Zondagavond, 17u42, Watouplein in – vanzelfsprekend – Watou. We besluiten op den bots om vóór het toneel van mijn zus (dat om 19u00 in het naburige Haringe start) een poging tot avondmaal te doen. Best een plek waar het vrij vlot gaat, plus iets minder formeel dan ’t Hommelhof en iets gezonder dan frituur Friettijd. Ooit waren we al samen met diezelfde zus (niet zo verwonderlijk, want ik heb er maar één) in Het Ovenhuis.
Perfect! De kleine kaart kun je doorlopend bestellen, de grote kaart start pas om 18u00. Gelukkig zijn ze flexibel en mogen we al uit het volledige aanbod kiezen. Starten doen we alvast met een pint en een plankje paté uit Watou (€ 5,50).
Ondertussen twijfelen we verder. Vol-au-vent? Konijn? Hutsepot? Slaatje met artisanale garnaalkroketten? Neen, we komen beiden uit bij een über-Belgische biefstuk friet. Voor mij mag het de Limousin met champignonsaus (€ 18,25) zijn, mijn meneer is solidair met de peperroomversie.

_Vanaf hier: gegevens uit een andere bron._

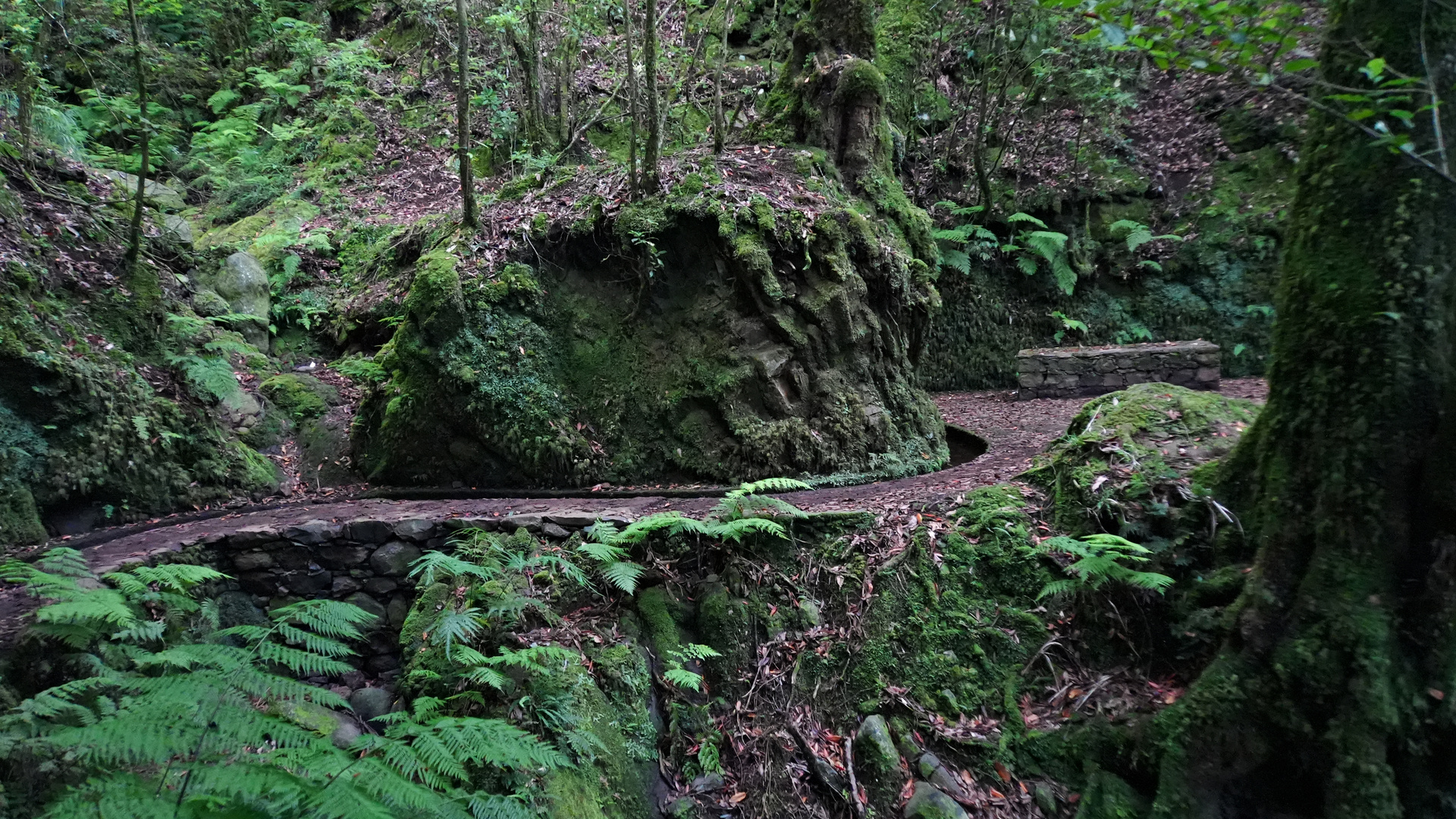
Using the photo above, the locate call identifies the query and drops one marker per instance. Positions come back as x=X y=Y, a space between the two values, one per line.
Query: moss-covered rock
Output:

De paté landt en we kunnen beiden een lach niet onderdrukken. Op de plank ligt een volledige schel paté, qua volume identiek aan wat wij bij de beenhouwer of in de supermarkt kopen om een ganse week boterhammen of toastjes mee te smeren. En deze royale hoeveelheid mogen we nu dus even als starter naar binnen werken! Dan zwijg ik nog over de garnituren: augurken, zilveruitjes en mosterd. Het woord ‘doggybag’ valt al, maar uiteindelijk merken we toch dat we al babbelend tot 75% van de paté in vierkantjes snijden en consumeren. Mijn vriend bestelt nog een blonde Sint-Bernardus van ’t vat en zo overbruggen we ons hongertje – wegens enkel nog maar ontbijt die dag – tot aan de steak.

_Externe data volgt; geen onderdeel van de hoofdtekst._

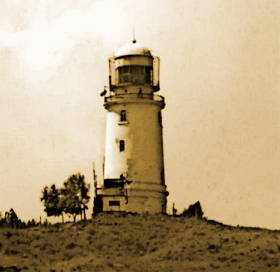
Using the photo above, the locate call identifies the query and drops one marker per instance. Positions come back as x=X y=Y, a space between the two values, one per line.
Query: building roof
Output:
x=133 y=48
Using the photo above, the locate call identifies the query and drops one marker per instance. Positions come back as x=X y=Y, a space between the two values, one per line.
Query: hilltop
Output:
x=126 y=242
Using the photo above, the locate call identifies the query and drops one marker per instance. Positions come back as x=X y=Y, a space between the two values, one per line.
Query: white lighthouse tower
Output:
x=134 y=164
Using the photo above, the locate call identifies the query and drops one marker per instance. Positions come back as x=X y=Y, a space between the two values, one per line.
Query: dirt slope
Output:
x=140 y=243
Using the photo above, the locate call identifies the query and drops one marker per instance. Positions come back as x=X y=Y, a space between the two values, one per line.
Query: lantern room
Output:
x=133 y=66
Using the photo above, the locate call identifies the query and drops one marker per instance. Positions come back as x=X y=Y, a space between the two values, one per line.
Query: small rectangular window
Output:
x=123 y=116
x=160 y=118
x=122 y=145
x=114 y=203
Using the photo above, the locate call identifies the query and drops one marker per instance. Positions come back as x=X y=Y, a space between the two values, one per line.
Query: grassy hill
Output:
x=118 y=242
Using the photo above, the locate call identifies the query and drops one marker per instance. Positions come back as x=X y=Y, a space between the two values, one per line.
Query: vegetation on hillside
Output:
x=127 y=242
x=71 y=199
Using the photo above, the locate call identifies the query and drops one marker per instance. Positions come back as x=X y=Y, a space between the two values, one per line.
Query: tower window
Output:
x=160 y=118
x=122 y=145
x=114 y=203
x=135 y=74
x=123 y=115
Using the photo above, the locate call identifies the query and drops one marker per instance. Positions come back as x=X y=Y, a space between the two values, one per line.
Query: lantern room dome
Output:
x=133 y=48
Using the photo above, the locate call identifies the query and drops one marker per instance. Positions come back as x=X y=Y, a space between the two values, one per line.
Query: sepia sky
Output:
x=219 y=75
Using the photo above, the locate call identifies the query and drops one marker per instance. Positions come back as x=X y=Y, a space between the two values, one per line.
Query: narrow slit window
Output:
x=160 y=118
x=122 y=145
x=123 y=115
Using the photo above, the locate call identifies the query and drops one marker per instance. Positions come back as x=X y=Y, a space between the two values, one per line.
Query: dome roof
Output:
x=133 y=48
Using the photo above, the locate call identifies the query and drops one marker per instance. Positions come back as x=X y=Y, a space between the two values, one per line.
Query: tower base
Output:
x=142 y=197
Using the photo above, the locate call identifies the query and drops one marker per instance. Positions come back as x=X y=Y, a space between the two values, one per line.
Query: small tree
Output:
x=51 y=200
x=75 y=195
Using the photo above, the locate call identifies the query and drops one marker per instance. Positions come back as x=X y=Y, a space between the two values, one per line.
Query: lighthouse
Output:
x=133 y=170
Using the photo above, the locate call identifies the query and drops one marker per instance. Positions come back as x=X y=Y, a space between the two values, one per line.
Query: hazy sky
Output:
x=219 y=74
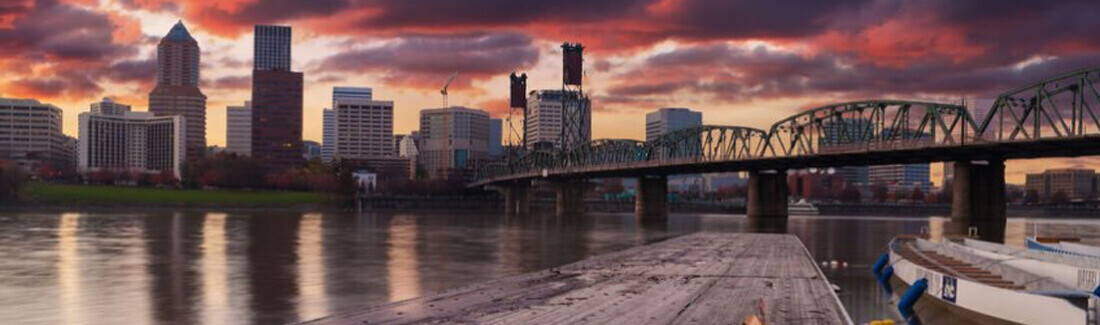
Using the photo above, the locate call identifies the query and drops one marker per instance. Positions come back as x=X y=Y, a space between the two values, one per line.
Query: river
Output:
x=271 y=267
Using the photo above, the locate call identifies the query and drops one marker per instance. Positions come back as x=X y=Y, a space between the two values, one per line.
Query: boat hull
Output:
x=994 y=305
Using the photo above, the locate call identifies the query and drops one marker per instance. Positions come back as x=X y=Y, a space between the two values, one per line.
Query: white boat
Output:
x=977 y=286
x=802 y=208
x=1079 y=272
x=1065 y=246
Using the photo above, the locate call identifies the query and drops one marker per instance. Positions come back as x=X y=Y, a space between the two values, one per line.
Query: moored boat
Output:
x=976 y=288
x=1066 y=246
x=1079 y=272
x=802 y=208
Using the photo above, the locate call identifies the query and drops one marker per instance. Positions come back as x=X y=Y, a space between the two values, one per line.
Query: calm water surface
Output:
x=276 y=267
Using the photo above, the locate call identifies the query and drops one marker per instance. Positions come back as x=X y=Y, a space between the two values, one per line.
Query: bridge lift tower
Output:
x=517 y=103
x=575 y=110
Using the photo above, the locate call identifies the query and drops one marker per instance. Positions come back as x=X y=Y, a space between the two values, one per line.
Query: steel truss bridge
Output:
x=1057 y=117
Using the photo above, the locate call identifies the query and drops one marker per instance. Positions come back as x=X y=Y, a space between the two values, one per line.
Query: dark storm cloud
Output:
x=139 y=71
x=737 y=19
x=736 y=74
x=56 y=50
x=229 y=83
x=411 y=56
x=57 y=31
x=72 y=85
x=426 y=13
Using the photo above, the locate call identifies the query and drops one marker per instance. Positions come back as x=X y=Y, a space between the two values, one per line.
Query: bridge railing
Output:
x=1064 y=106
x=870 y=125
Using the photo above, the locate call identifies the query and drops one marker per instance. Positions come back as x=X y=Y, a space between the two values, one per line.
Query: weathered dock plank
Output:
x=695 y=279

En dan krijgen we elk ons vleesje voorgeschoteld. Op mijn bord ligt ook een bolvormig ding waarvan het even duurt vooraleer ik besef wat het is en doet: het is een champignon die meedeelt “Hé, ik ben de Limousin met champignonsaus! Verwar mij niet met de peperroom!”. In een tegenwoordig hip emailen potje wacht die saus om uitgepollepeld te worden en dat doen we dan ook gul. We snijden, kauwen en knikken goedkeurend.
Tot slot nog iets over die andere randvoorwaarden. De rauwkost bij Het Ovenhuis is gevarieerd en zonder meer vers: verschillende soorten sla, radijzen, wortel, witloof, tomaat, rode biet. En bij een steak horen traditiegetrouw frietjes: deze zijn duidelijk huisgesneden, tot aan de juiste goudgraad gebakken en vergezeld door mayonaise.
Letterlijk en figuurlijk voldaan zetten we koers richting Haringe voor het dorpstoneel, starring mijn (bijna hoogzwangere) zus als zogezegd kreupele bomma.